Dans les châteaux, les armoiries coloriées, encadrées dans des losanges d'or, formoient des plafonds semblables à ceux des beaux palais du cinque cento de l'Italie. L'écriture même étoit dessinée; l'hiéroglyphe germanique, substitué au jambage rectiligne romain, s'harmonioit avec les pierres sépulcrales. Les tours isolées, qui servoient de vedettes sur les hauteurs, les donjons enserrés dans les bois, ou suspendus sur la cime des rochers comme l'aire des vautours; les ponts pointus et étroits jetés hardiment sur les torrents; les villes fortifiées que l'on rencontroit à chaque pas, et dont les créneaux étoient à la fois les remparts et les ornements; les chapelles, les oratoires, les ermitages, placés dans les lieux les plus pittoresques au bord des chemins et des eaux; les beffrois, les flèches des paroisses de campagne, les abbayes, les monastères, les cathédrales; tous ces édifices que nous ne voyons plus qu'en petit nombre et dont le temps a noirci, obstrué, brisé les dentelles, avoient alors l'éclat de la jeunesse; ils sortoient des mains de l'ouvrier: l'œil, dans la blancheur de leurs pierres, ne perdoit rien de la légèreté de leurs détails, de l'élégance de leurs réseaux, de la variété de leurs guillochis, de leurs gravures, de leurs ciselures, de leurs découpures et de toutes les fantaisies d'une imagination libre et inépuisable.
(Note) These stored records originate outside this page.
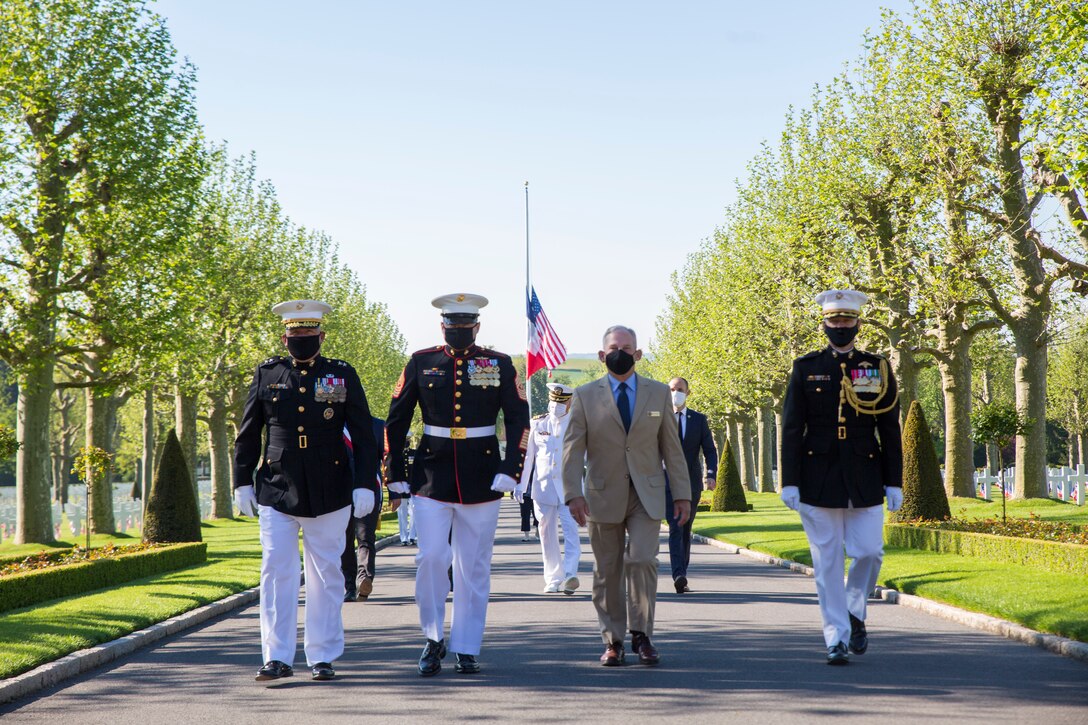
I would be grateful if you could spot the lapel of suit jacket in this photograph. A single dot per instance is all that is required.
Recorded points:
(604, 389)
(642, 392)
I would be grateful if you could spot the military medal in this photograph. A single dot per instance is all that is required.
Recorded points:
(483, 371)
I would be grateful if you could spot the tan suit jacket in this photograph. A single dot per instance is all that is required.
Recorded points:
(615, 458)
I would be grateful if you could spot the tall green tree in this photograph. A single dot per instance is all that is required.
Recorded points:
(91, 97)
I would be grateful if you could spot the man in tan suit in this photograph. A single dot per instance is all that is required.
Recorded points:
(621, 431)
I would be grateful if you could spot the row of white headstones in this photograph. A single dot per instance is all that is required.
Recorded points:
(1063, 483)
(69, 520)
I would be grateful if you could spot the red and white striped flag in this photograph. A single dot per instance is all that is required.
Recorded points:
(545, 348)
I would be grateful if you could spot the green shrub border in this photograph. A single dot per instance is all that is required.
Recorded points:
(1054, 556)
(28, 588)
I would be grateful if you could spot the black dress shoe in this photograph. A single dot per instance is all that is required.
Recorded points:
(614, 655)
(645, 650)
(467, 664)
(322, 671)
(274, 670)
(858, 638)
(430, 662)
(837, 654)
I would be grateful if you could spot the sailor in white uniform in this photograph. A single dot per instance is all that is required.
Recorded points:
(544, 472)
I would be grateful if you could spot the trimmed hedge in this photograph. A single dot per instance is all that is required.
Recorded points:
(29, 588)
(1049, 555)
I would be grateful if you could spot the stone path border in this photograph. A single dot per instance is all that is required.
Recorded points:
(1063, 646)
(81, 661)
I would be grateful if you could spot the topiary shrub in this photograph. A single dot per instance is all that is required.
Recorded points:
(924, 494)
(172, 512)
(729, 494)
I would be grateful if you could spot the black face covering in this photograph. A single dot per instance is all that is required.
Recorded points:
(619, 361)
(840, 336)
(459, 338)
(305, 347)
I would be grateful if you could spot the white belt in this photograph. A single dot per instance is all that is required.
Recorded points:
(459, 433)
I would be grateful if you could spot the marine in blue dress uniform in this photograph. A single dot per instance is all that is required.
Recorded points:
(304, 480)
(459, 474)
(842, 455)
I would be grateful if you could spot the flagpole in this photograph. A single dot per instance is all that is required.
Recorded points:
(529, 323)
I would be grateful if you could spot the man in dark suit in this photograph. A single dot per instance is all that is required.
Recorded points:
(694, 439)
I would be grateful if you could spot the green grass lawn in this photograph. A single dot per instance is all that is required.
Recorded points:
(33, 636)
(1048, 602)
Dans le court espace de dix-huit ans, de 1136 à 1454, il n'y eut pas moins de onze cent quinze châteaux bâtis dans la seule Angleterre.

La chrétienté élevoit à frais communs, au moyen des quêtes et des aumônes, les cathédrales dont chaque État particulier n'étoit pas assez riche pour payer les travaux, et dont presque aucune n'est achevée. Dans ces vastes et mystérieux édifices se gravoient en relief et en creux, comme avec un emportepièce, les parures de l'autel, les monogrammes sacrés, les vêtements et les choses à l'usage des prêtres. Les bannières, les croix de divers agencements, les calices, les ostensoirs, les dais, les chapes, les capuchons, les crosses, les mitres dont les formes se retrouvent dans le gothique, conservoient les symboles du culte en produisant des effets d'art inattendus. Assez souvent les gouttières et les gargouilles étoient taillées en figures de démons obscènes ou de moines vomissants. Cette architecture du moyen âge offroit un mélange du tragique et du bouffon, du gigantesque et du gracieux, comme les poëme et les romans de la même époque.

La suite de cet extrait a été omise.